When Westpac ruled out financing the Adani project (without actually mentioning Adani) on economic and environmental grounds, Resources Minister Matt Canavan unleashed an extraordinary attack on the bank, accusing it of being “wimps” and urging Westpac customers in Queensland to switch banks.

The Carmichael saga is eerily reminiscent of the eventually aborted Bell Bay pulp mill in Tasmania.

It’s all there: questionable approval processes, secrecy, and the strong whiff of generous political donations.

The unflinching support of the federal and state governments, Queensland’s LNP opposition and even the wishy-washy support of federal Labor raises an obvious question: why is the Carmichael mine even a thing anymore?

The answer: naked politics. Adani confirms that politics in Australia has reached its lowest point, bereft of integrity and occasioning barefaced lies and tolerance of corporate malfeasance that would not be tolerated in an Australian company.

How Ms Palaszczuk reconciles promising to veto the $1 billion NAIF funding if returned to government, while vowing her full-throated support for the mine, remains to be seen.

If her government is returned it will be a conjuring trick for the ages.

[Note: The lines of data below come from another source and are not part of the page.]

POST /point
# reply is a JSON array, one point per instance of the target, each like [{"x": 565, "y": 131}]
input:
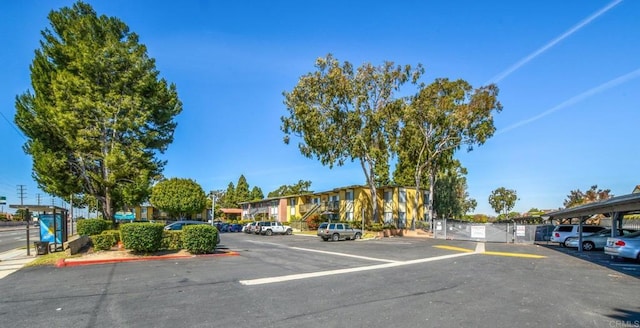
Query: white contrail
[
  {"x": 573, "y": 100},
  {"x": 546, "y": 47}
]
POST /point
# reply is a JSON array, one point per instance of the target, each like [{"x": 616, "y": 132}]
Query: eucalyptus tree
[
  {"x": 440, "y": 118},
  {"x": 301, "y": 187},
  {"x": 242, "y": 191},
  {"x": 256, "y": 193},
  {"x": 593, "y": 194},
  {"x": 180, "y": 198},
  {"x": 98, "y": 114},
  {"x": 340, "y": 113},
  {"x": 451, "y": 196},
  {"x": 502, "y": 200}
]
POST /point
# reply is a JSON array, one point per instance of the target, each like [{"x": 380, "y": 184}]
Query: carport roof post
[{"x": 624, "y": 203}]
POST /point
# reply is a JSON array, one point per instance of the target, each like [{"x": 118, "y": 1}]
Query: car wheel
[{"x": 588, "y": 246}]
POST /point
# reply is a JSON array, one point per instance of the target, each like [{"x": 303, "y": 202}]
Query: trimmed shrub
[
  {"x": 200, "y": 238},
  {"x": 171, "y": 240},
  {"x": 142, "y": 237},
  {"x": 103, "y": 241},
  {"x": 92, "y": 227}
]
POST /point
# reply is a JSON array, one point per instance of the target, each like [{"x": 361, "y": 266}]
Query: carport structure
[{"x": 615, "y": 208}]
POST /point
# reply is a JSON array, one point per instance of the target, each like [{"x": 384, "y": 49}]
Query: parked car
[
  {"x": 257, "y": 229},
  {"x": 271, "y": 227},
  {"x": 564, "y": 231},
  {"x": 626, "y": 246},
  {"x": 234, "y": 227},
  {"x": 249, "y": 227},
  {"x": 596, "y": 241},
  {"x": 337, "y": 231}
]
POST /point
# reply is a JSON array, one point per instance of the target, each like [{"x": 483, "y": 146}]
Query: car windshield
[{"x": 633, "y": 235}]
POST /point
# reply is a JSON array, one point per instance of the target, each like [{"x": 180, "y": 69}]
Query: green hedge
[
  {"x": 102, "y": 242},
  {"x": 171, "y": 240},
  {"x": 92, "y": 227},
  {"x": 142, "y": 237},
  {"x": 114, "y": 233},
  {"x": 200, "y": 238}
]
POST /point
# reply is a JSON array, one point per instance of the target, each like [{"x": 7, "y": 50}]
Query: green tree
[
  {"x": 98, "y": 113},
  {"x": 342, "y": 114},
  {"x": 180, "y": 198},
  {"x": 302, "y": 187},
  {"x": 503, "y": 200},
  {"x": 219, "y": 196},
  {"x": 242, "y": 192},
  {"x": 451, "y": 197},
  {"x": 577, "y": 197},
  {"x": 256, "y": 193},
  {"x": 440, "y": 118}
]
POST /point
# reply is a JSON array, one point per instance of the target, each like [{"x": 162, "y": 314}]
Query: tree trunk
[{"x": 431, "y": 192}]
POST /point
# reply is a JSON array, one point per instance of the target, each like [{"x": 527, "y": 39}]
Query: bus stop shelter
[{"x": 52, "y": 226}]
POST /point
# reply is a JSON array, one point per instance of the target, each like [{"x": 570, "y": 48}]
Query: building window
[{"x": 349, "y": 216}]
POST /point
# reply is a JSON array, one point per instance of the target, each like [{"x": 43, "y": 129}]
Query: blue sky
[{"x": 568, "y": 72}]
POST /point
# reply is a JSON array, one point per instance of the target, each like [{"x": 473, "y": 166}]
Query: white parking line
[
  {"x": 345, "y": 255},
  {"x": 271, "y": 280}
]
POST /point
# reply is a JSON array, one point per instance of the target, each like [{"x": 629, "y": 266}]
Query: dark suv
[{"x": 564, "y": 231}]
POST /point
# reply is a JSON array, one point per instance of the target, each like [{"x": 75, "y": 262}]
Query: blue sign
[
  {"x": 47, "y": 228},
  {"x": 124, "y": 216}
]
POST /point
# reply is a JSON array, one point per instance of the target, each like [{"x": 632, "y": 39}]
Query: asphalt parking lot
[{"x": 301, "y": 281}]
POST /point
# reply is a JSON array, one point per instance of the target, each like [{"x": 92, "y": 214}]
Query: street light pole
[{"x": 213, "y": 208}]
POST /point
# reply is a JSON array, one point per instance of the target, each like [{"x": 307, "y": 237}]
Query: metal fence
[
  {"x": 504, "y": 232},
  {"x": 492, "y": 232}
]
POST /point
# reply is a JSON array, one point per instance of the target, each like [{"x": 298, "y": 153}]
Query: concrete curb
[{"x": 61, "y": 263}]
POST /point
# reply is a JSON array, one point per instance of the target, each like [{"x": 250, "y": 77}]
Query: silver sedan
[{"x": 627, "y": 246}]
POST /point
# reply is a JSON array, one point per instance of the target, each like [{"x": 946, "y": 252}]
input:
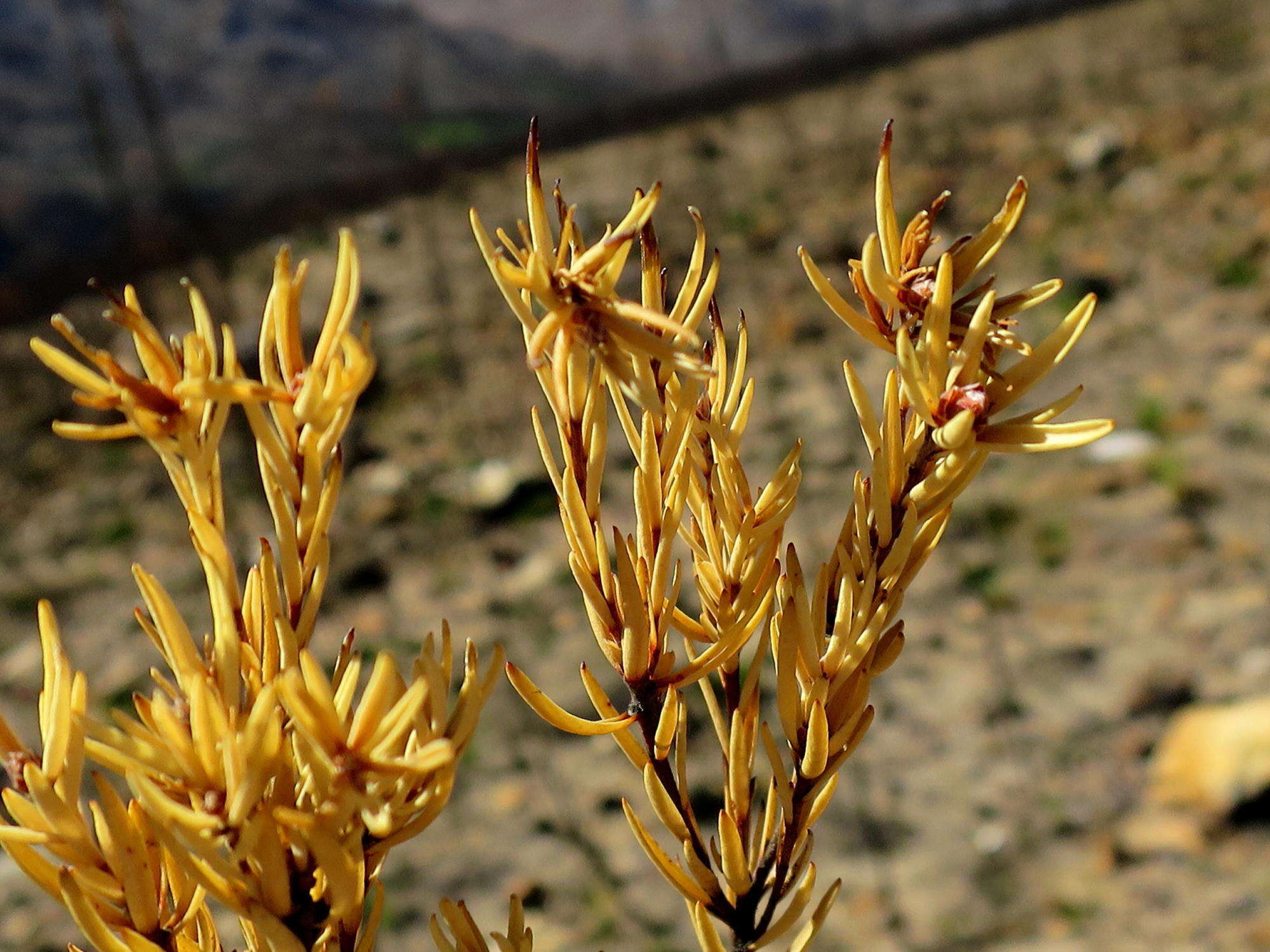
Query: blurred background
[{"x": 1004, "y": 800}]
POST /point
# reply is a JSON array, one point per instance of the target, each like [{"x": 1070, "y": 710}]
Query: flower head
[{"x": 565, "y": 293}]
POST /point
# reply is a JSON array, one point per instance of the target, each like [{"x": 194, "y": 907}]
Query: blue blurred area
[{"x": 140, "y": 131}]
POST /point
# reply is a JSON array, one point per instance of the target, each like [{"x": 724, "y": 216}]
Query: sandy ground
[{"x": 1076, "y": 602}]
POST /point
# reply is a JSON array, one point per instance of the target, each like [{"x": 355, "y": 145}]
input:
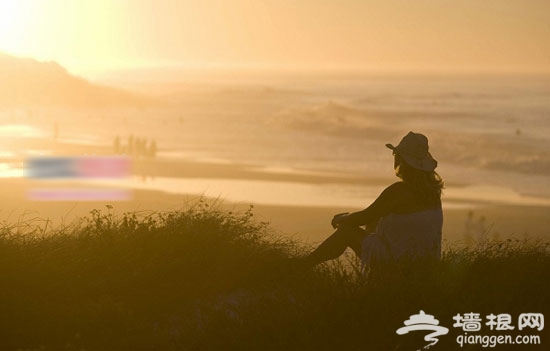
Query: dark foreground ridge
[{"x": 204, "y": 279}]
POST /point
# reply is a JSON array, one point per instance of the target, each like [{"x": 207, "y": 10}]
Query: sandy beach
[{"x": 305, "y": 223}]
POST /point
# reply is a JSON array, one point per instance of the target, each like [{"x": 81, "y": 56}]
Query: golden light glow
[{"x": 391, "y": 34}]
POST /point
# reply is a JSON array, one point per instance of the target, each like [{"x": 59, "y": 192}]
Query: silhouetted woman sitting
[{"x": 404, "y": 223}]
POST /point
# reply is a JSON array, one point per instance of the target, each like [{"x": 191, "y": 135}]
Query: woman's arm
[{"x": 385, "y": 204}]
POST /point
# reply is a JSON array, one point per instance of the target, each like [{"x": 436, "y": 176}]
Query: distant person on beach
[{"x": 403, "y": 223}]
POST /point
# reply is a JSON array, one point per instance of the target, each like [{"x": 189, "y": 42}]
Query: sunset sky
[{"x": 91, "y": 36}]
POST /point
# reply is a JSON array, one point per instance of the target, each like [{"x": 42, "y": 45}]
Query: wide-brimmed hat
[{"x": 413, "y": 148}]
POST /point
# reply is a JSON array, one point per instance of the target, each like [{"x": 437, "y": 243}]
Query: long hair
[{"x": 428, "y": 184}]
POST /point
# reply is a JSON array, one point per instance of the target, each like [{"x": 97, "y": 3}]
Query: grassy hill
[{"x": 204, "y": 279}]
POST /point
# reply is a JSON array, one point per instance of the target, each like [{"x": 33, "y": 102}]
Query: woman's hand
[{"x": 337, "y": 219}]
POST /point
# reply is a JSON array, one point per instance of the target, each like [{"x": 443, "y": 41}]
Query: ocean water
[{"x": 487, "y": 132}]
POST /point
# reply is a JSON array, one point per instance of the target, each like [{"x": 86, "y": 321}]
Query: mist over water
[{"x": 490, "y": 131}]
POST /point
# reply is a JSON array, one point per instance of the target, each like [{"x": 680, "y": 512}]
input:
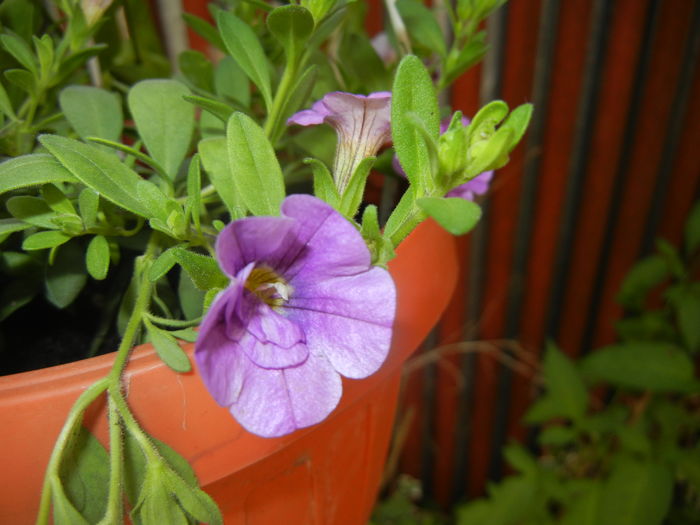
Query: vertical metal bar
[
  {"x": 675, "y": 129},
  {"x": 428, "y": 420},
  {"x": 633, "y": 114},
  {"x": 578, "y": 167},
  {"x": 549, "y": 18},
  {"x": 491, "y": 80}
]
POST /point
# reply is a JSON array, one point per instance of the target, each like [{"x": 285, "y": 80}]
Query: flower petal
[
  {"x": 266, "y": 240},
  {"x": 277, "y": 402},
  {"x": 221, "y": 362},
  {"x": 349, "y": 319},
  {"x": 270, "y": 340}
]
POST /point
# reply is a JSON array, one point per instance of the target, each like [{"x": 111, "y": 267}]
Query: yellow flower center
[{"x": 268, "y": 285}]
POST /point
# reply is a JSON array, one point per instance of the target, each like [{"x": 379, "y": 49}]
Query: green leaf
[
  {"x": 585, "y": 504},
  {"x": 645, "y": 275},
  {"x": 196, "y": 502},
  {"x": 687, "y": 308},
  {"x": 97, "y": 257},
  {"x": 636, "y": 493},
  {"x": 101, "y": 171},
  {"x": 292, "y": 26},
  {"x": 66, "y": 277},
  {"x": 32, "y": 210},
  {"x": 215, "y": 160},
  {"x": 93, "y": 112},
  {"x": 692, "y": 230},
  {"x": 300, "y": 92},
  {"x": 422, "y": 25},
  {"x": 8, "y": 226},
  {"x": 64, "y": 513},
  {"x": 89, "y": 204},
  {"x": 659, "y": 367},
  {"x": 202, "y": 269},
  {"x": 244, "y": 47},
  {"x": 57, "y": 200},
  {"x": 155, "y": 200},
  {"x": 164, "y": 120},
  {"x": 135, "y": 465},
  {"x": 186, "y": 334},
  {"x": 256, "y": 166},
  {"x": 85, "y": 476},
  {"x": 198, "y": 69},
  {"x": 43, "y": 240},
  {"x": 232, "y": 82},
  {"x": 218, "y": 109},
  {"x": 19, "y": 49},
  {"x": 413, "y": 93},
  {"x": 191, "y": 298},
  {"x": 6, "y": 105},
  {"x": 517, "y": 122},
  {"x": 21, "y": 78},
  {"x": 458, "y": 216},
  {"x": 205, "y": 30},
  {"x": 557, "y": 436},
  {"x": 324, "y": 186},
  {"x": 168, "y": 348},
  {"x": 32, "y": 170},
  {"x": 352, "y": 196}
]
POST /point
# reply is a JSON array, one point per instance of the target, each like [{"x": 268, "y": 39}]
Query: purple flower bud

The Carmichael coal mine project, meanwhile, will stumble from one uncertainty to the next, irrespective of who is in power in Brisbane or Canberra.

Adani has nothing to fear from anything resembling leadership integrity or principle from our political leaders. In that sense it is among friends.

If Labor is returned, the coal mine project will presumably fall over in the absence of the $1 billion lifeline.

If the LNP wins government, its support for the deeply flawed mine may prove irrelevant. The mine project is a financial and environmental dud and like the Gunns pulp mill it likely faces a death of a thousand cuts.

And our political leaders will be revealed for the shills they are.

Leo D’Angelo Fisher is a former associate editor and columnist with BRW and columnist for the Australian Financial Review. He was also a senior writer at The Bulletin magazine.